Molecular innovation often comes from the bottom up—from everyday practitioners who chase down new starting points, optimize around off-the-shelf materials, and rewrite reaction playbooks for efficiency and cost. Over the years, I’ve watched 3-fluoro-4-nitropyridine-N-oxide go from a rare, high-priced specialty to part of the daily conversation. The field is evolving: increasingly, drug and crop protection design calls for even subtler changes in C-H activation, late-stage functionalization, and controlled introduction of fluorinated motifs.
With solid mechanistic background across journals and patents, continued progress in the field will depend on how well we share methodologies, both in scientific publications and industry whitepapers. I regularly encourage early-career researchers to publish their insights—especially failures and workarounds—with this compound, since collective knowledge often outpaces individual expertise. As demand grows, suppliers’ push towards greater purity, larger pack sizes, and improved safety packaging can support wider adoption while limiting headaches for those working at scale.
Colleagues have pointed out a quiet revolution: as process teams reach for more heavily modified ring systems up front, both direct costs and secondary considerations—like worker exposure and emissions—decline. Production planners thinking about regulatory filings or patent windows should consider the reduced risk of unforeseen bottlenecks by starting with accessible, relatively well-understood compounds. By favoring materials like 3-fluoro-4-nitropyridine-N-oxide, teams can cut wasted hours, reduce unpleasant surprises, and free up creativity for the truly tricky scientific puzzles still waiting across the bench.
The movement toward more deliberately designed intermediates matches a generational shift in what chemists expect from their building blocks. Once upon a time, pyridine derivatives came as unadorned, basic reagents—leaving it to the bench team to coax and cajole them toward reactivity. Now, compounds like 3-fluoro-4-nitropyridine-N-oxide let even lean teams target complex scaffolds without spending months making intermediate steps from scratch. There’s real satisfaction in seeing a stubborn project finally yield results because an “exotic” substrate arrived just as it was needed.

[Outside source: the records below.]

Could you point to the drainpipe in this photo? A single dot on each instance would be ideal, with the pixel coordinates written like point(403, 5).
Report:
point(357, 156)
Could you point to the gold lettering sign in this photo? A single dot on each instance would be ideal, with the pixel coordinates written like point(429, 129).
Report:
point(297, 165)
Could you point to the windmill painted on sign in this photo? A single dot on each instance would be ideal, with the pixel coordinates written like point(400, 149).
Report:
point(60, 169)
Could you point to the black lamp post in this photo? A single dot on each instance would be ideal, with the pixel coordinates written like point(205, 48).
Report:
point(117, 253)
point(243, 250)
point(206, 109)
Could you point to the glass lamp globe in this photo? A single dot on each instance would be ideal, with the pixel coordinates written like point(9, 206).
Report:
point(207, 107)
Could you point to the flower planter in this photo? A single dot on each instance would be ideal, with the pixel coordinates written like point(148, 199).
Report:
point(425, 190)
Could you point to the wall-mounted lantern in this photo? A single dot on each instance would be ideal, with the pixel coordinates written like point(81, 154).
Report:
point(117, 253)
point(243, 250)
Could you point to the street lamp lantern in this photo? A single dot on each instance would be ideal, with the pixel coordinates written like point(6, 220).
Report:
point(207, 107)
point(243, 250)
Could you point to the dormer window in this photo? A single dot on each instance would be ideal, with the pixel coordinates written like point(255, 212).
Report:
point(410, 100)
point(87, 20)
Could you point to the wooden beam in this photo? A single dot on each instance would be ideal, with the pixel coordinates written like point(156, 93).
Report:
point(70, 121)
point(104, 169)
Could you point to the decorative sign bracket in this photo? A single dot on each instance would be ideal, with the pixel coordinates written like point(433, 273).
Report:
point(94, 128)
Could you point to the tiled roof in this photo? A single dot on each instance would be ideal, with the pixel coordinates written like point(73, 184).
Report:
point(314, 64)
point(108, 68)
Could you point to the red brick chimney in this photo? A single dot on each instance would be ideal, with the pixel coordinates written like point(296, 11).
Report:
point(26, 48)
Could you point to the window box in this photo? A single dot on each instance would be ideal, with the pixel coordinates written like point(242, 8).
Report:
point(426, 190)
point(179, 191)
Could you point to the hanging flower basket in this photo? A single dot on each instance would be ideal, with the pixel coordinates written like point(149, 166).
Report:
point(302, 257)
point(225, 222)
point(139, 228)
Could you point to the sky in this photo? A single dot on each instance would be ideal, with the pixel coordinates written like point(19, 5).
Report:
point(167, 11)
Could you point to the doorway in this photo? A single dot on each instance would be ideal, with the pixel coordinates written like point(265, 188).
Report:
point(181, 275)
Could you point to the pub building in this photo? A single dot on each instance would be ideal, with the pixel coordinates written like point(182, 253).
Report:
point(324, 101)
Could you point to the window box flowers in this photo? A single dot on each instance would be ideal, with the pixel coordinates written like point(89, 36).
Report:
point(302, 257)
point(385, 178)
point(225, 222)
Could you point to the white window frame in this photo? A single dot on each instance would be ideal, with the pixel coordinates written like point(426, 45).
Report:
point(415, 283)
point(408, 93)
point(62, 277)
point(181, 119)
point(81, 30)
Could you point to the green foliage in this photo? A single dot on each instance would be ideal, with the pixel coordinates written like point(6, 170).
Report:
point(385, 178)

There’s no perfect substrate for every project, and every new intermediate brings fresh wrinkles. But drawing on my years of working with both fresh graduates and senior colleagues, I believe that investing in higher-functionality, well-characterized organic building blocks is more than a luxury—it's a competitive edge in fields that reward speed, safety, reproducibility, and creative problem-solving. As a trusted, versatile tool in the synthetic toolbox, 3-fluoro-4-nitropyridine-N-oxide holds its own in a field crowded with new entrants, standing as a quiet enabler for the next round of chemical and biological breakthroughs.